While the $25 billion leveraged buyout of RJR Nabisco accomplished by Kohlberg Kravis Roberts & Co. in 1989 still ranks as the largest LBO in history, that could soon change.
Today, several multibillion-dollar private equity funds are actively competing for deals. Groups such as Warburg Pincus, Carlyle Group, Blackstone Group and Apollo Management each have raised funds of $8 billion to $10 billion.
In addition, several large hedge funds have allocated significant capital to private equity investments, blurring the lines of traditional private equity deals. Hedge fund ESL Investments gained control of Kmart in bankruptcy, brought it public, and bought Sears (renaming the merged company Sears Holdings).
Another difference in private equity today is that groups of firms are partnering to buy larger companies. It would not be shocking to see a $50 billion deal done in the next year.
These buyout artists use borrowed money to leverage a company’s capital structure, pay themselves dividends from newly issued junk debt, and look for a “liquidity event,” such as an initial public offering or sale to another company or fund.
They are spurred by huge successes, such as the Blackstone Group’s LBO of the German chemical company Celanese. Blackstone took Celanese private in April 2004 for $2 billion, putting up $650 million of its own money and borrowing the rest.
Only nine months later, Blackstone took Celanese public again in an IPO (with a balance sheet holding much more debt). So far, Blackstone has reaped $3.1 billion, nearly five times the $650 million it risked.
Here’s the breakdown: About $500 million in cash came from junk bond debt that Blackstone had Celanese issue, $800 million from stock sold in the IPO, and $111 million in fees paid by Celanese to Blackstone.
And Blackstone still owns $1.7 billion worth of Celanese stock.

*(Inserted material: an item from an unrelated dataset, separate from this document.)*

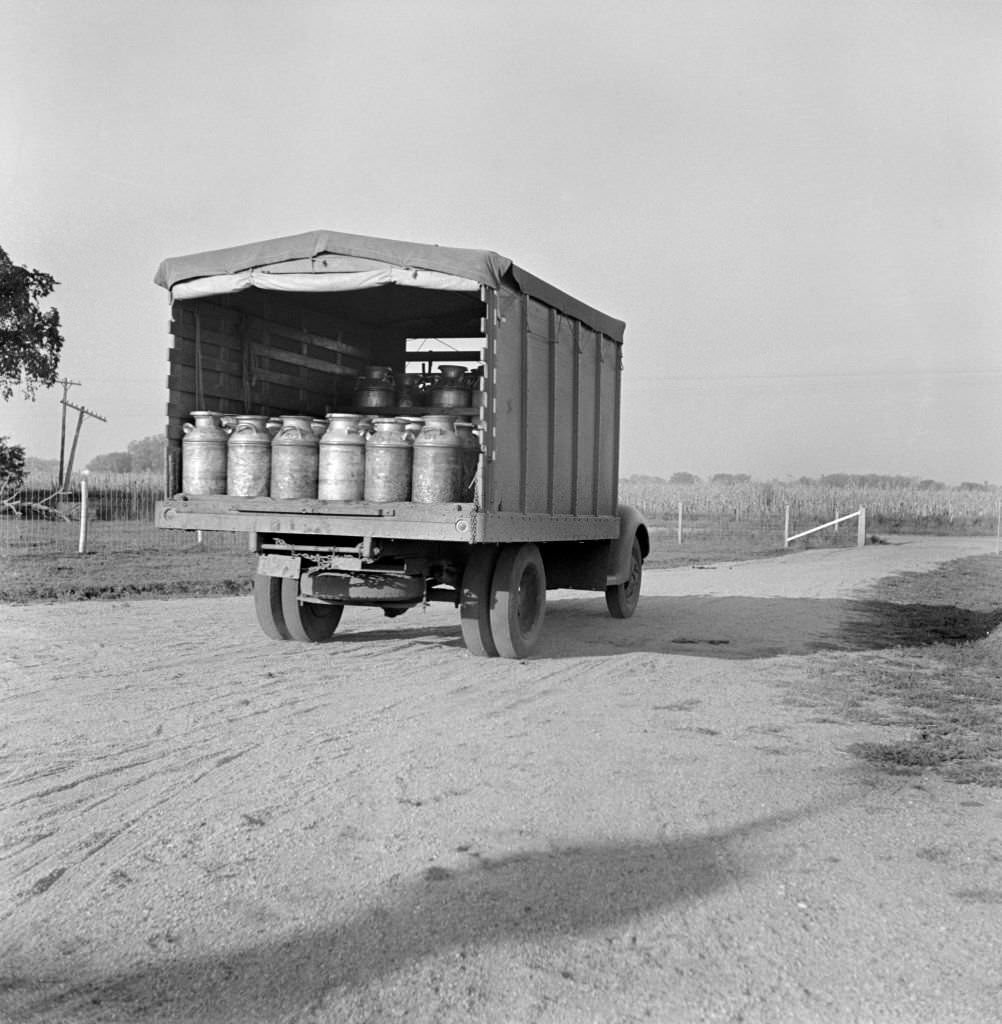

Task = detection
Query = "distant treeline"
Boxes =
[619,472,998,493]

Of course, a big question is whether the second-time-public Celanese, whose debt has swelled from $640 million to $3.4 billion, is better off or in a more precarious position.
While the Celanese deal was a huge success for Blackstone’s investors, the drive to realize a return on investment (the liquidity event) can lead to some nasty consequences for private equity investors.
Recently, the private equity firm Thomas Lee Partners lost $250 million when Refco, a commodities brokerage firm, went public in August and less than two months later filed for bankruptcy due to management fraud. Lee had invested in Refco in June 2004 when it was a private company. There are sure to be lawsuits filed against the underwriters and advisers involved in Refco’s stock offering.
Investors also will see more of the traditional method of taking a company private. Privately held Koch Industries just bought Georgia Pacific for $21 billion. The deal will make Kansas-based Koch the largest private company in America, surpassing Cargill.
Driving these deals are huge sums of cash that need to be invested by these firms, and the large banks, which are eager to lend money at what are still relatively cheap rates. A major concern is that there is too much money chasing too few deals and that these competing buyers may overpay for their acquisitions.